Y eso que al principio no podía creerme lo que estaba viendo: Una estética muy rara, muchos colorines y unos personajes salidos de la mente de alguien que debía de estar bastante jodido de la cabeza. Yo no sabía si apagar la consola, lanzar el Verbatim por la ventana o seguir dándole a la x a ver si la historia esta del príncipe y las estrellas cobraba sentido mientras iba avanzando.

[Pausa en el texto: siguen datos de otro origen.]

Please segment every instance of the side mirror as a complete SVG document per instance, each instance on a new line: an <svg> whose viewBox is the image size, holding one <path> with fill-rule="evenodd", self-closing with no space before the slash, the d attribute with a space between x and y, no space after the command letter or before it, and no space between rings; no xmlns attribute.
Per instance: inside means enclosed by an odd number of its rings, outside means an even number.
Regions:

Y no,no lo hacía.
"A ver si me he enterado bien", me dije a mí mismo. "Resulta que tengo que contentar a los fans del primer juego porque les gustó mucho, pero tienen problemas en su vida que debo solucionar llevando una pelota y haciéndola cada vez más grande adheriendo las cosas que me vaya encontrando...". De locos. Pero vamos a probar. Y claro, una vez empiezas a rodar el Katamari y te ves inmerso en semejante disparate, comienzas a disfrutar de lo lindo.
Cuando te das cuenta, estás destruyendo ciudades enteras con tu bola gigante mientras mueves los sticks del mando y canturreas un "na na, nanananananana", y te das cuenta que la tontería de juego esta te está haciendo muy feliz. Esa felicidad que tienes que disfrutar sólo en tu cuarto porque te daría vergüenza admitir que disfrutas tanto con un juego de florecitas y arcoiris, pero felicidad al fin y al cabo. Y eso no lo consiguen muchos juegos.
No importa que en todas las fases haya que hacer cosas parecidas, o que los gráficos sean más bien cuadradotes y feunos. Tú sólo quieres rodar y rodar, y hacer tu bola cada vez más grande. Y si te llevas a alguno de tus primos por delante, mejor que mejor. Cuando un Katamari no es de tu agrado, repites la fase, lo haces algo más grande, y sigues canturreando la canción. Estás totalmente entregado, y no te importa en absoluto.
Te llegas a plantear cómo se le ha podido ocurrir esto a alguien, cómo lo ha llevado a cabo de forma tan brillante y cómo ha convencido a alguien de que ponga los cuartos para que tome forma. Y se lo agradeces porque, gracias a todo ese proceso estás teniendo una experiencia maravillosa, de diversión limpia, pura y adictiva. Un soplo de aire fresco entre la maraña de JRPGs genéricos que intentaban aprovechar el tirón de la Square Enix más grande. Una prueba fehaciente de que los japos tienen también ideas cojonudas, aunque últimamente no estén en su mejor momento.
Para la historia quedará esa fase en la que, si eras bueno, podías llegar a pegar a los mismísimos dioses a tu ya gigante bola, después de hacerla crecer mediante ciudades, montañas o al mismo Godzilla, entre otros muchos objetos. Un mundo cuya transición desde lo pequeño a lo gigante fluye de forma casi natural, sólamente fracturado por los necesarios checkpoints que miden el tamaño de tu Katamari.
Ni que decir tiene que después de reventar este We Love Katamari, me lancé cual hiena hambrienta a jugar a Katamari Damacy, y si bien no lo disfruté de una manera tan plena como a su secuela, le pegué también sus buenas horas, a pesar de que tenía detalles menos pulidos que su sucesor. Incluso llegué a jugar al de PSP, en lo que ha sido mi única experiencia con la primera portátil de Sony. No era lo mismo ya, había perdido parte de su magia. Quizá porque, después de We Love Katamari, su creador, Keita Takahashi, abandonó la franquicia, y eso se tiene que notar.
Termino este texto, con la sensación de que, a pesar de lo que he escrito, he sido incapaz de plasmar realmente lo que significó para mí We Love Katamari en su día. Quizá es misión imposible, debido a la misma naturaleza del juego en sí, alocado, desenfrenado y surrealista, así que os invito a probarlo si no lo habéis hecho a estas alturas. Es una orden.